En español | If you had seen Lisa Kulik and her husband strolling the grounds of the University of Southern California's Eye Institute last summer, you would have thought nothing of it. But for Kulik, that simple walk around the campus was "a miracle." Blind for more than two decades from an inherited eye disease called retinitis pigmentosa, Kulik was seeing again — clearly enough to make out the sidewalk and the grassy edge — thanks to a sophisticated microchip implanted in one of her eyes.

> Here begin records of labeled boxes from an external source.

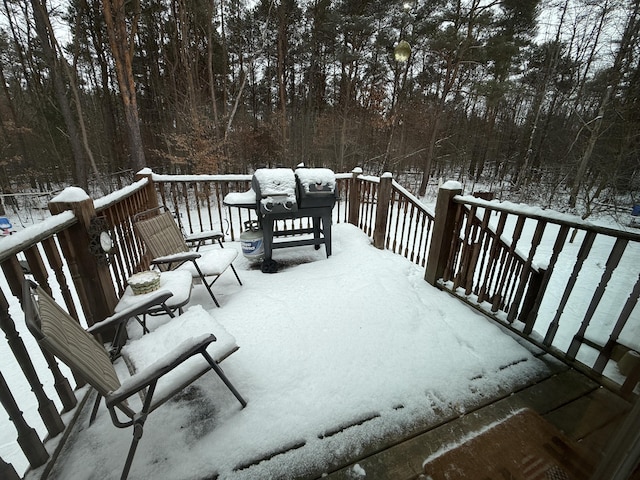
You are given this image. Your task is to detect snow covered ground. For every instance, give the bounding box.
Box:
[3,224,545,479]
[0,189,640,479]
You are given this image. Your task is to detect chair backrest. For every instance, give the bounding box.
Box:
[134,211,189,264]
[24,280,120,396]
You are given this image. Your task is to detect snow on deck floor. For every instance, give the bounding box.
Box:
[40,224,545,480]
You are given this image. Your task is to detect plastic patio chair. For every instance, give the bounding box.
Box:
[133,207,242,307]
[23,279,247,479]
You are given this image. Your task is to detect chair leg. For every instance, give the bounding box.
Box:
[230,263,242,285]
[120,422,144,480]
[89,392,102,425]
[192,260,220,307]
[202,350,247,408]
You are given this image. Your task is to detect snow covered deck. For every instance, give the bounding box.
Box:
[27,224,628,480]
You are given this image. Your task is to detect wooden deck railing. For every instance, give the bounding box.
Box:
[0,169,640,479]
[425,185,640,397]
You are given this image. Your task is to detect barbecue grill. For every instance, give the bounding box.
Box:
[225,168,337,273]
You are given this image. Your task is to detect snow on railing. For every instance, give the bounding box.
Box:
[427,184,640,396]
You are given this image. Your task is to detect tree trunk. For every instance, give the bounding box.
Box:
[102,0,146,171]
[569,0,640,208]
[31,0,88,190]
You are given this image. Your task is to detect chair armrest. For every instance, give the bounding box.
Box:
[87,290,173,334]
[184,230,224,243]
[184,230,224,252]
[105,334,216,408]
[151,252,202,265]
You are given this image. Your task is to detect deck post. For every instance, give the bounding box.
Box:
[373,172,393,250]
[349,167,362,227]
[49,187,118,326]
[424,181,462,286]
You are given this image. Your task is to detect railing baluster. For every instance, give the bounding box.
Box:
[0,372,49,470]
[593,275,640,373]
[478,212,507,303]
[567,238,629,360]
[0,457,20,480]
[0,284,64,437]
[41,237,79,320]
[492,215,526,312]
[523,225,569,335]
[507,220,547,323]
[543,231,596,346]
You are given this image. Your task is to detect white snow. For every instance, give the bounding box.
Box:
[50,187,91,203]
[295,168,336,193]
[0,182,640,479]
[20,224,545,479]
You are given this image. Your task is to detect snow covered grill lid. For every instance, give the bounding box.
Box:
[251,168,298,214]
[295,168,336,208]
[127,270,160,295]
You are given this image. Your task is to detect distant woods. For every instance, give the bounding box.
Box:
[0,0,640,210]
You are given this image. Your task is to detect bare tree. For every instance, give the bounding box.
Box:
[102,0,146,170]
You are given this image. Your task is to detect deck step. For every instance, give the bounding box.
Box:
[323,369,629,480]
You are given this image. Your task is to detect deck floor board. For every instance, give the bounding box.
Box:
[322,367,631,480]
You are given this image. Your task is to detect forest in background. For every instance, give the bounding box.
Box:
[0,0,640,216]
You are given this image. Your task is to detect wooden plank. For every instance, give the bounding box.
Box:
[324,369,598,480]
[545,388,631,440]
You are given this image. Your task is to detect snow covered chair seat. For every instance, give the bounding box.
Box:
[133,207,242,307]
[23,279,247,479]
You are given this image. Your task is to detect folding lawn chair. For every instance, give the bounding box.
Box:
[23,279,247,479]
[133,207,242,307]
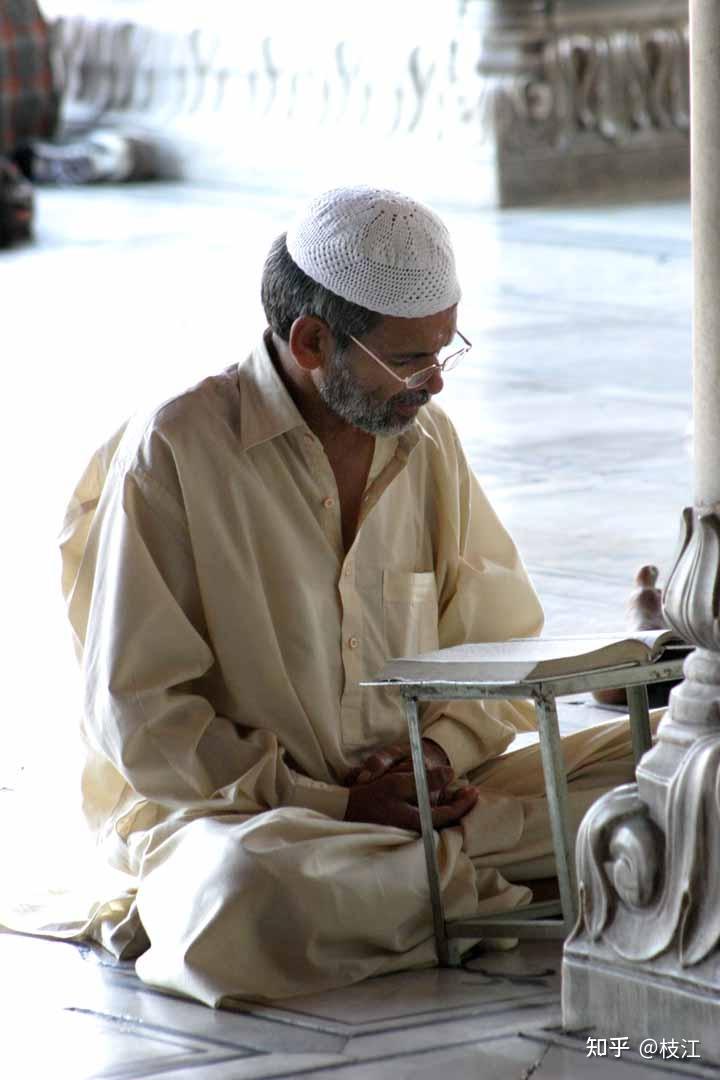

The device, called the Argus II, is just one of a growing number of bold new approaches to treating blindness, offering hope to the millions of mostly older Americans in danger of losing their sight from macular degeneration, glaucoma, diabetic retinopathy and other eye diseases. In fact, progress in ophthalmology is so rapid that some researchers have already begun to envision an end to many forms of vision loss. "We still have a lot to learn," admits Stephen Rose, chief research officer for the Foundation Fighting Blindness. "But it's not a question of if we'll end blindness. It's really just a question of when."
For years, Joe Vellone, 76, watched his sight gradually deteriorate from age-related macular degeneration (AMD), a condition in which the light-sensitive cells of the macula — the central part of the retina — are destroyed. "My vision was so bad I'd walk right by people I know because I didn't see them. I couldn't read at all," says Vellone, who lives in Somers, N.Y., with his wife.
Last year surgeons inserted a telescope implant manufactured by VisionCare into one of his eyes. Like a stargazing telescope, the tiny device magnifies a small area and projects the image across the whole retina, allowing healthy cells to make it out. "It changed my life," says Vellone. "I'm reading again. I'm able to see football games on TV. Last summer I was able to see well enough to plant a garden again — eggplants, tomatoes, peppers."
The VisionCare telescope implant recently won FDA approval for patients 65 and older with end-stage AMD. The telescope is implanted only in one eye, so that the other eye continues to have full peripheral vision. The implant cannot be placed in an eye that has had cataract surgery. And because some people have trouble adjusting to the different images each eye receives, ophthalmologists run prospective candidates through a series of tests to determine if they're a good fit. "Fortunately, the brain is usually able to adjust to the two different images," explains ophthalmologist David Boyer, who directs the Retina-Vitreous Associates Medical Group in Southern California. "For many patients, we see significant improvements."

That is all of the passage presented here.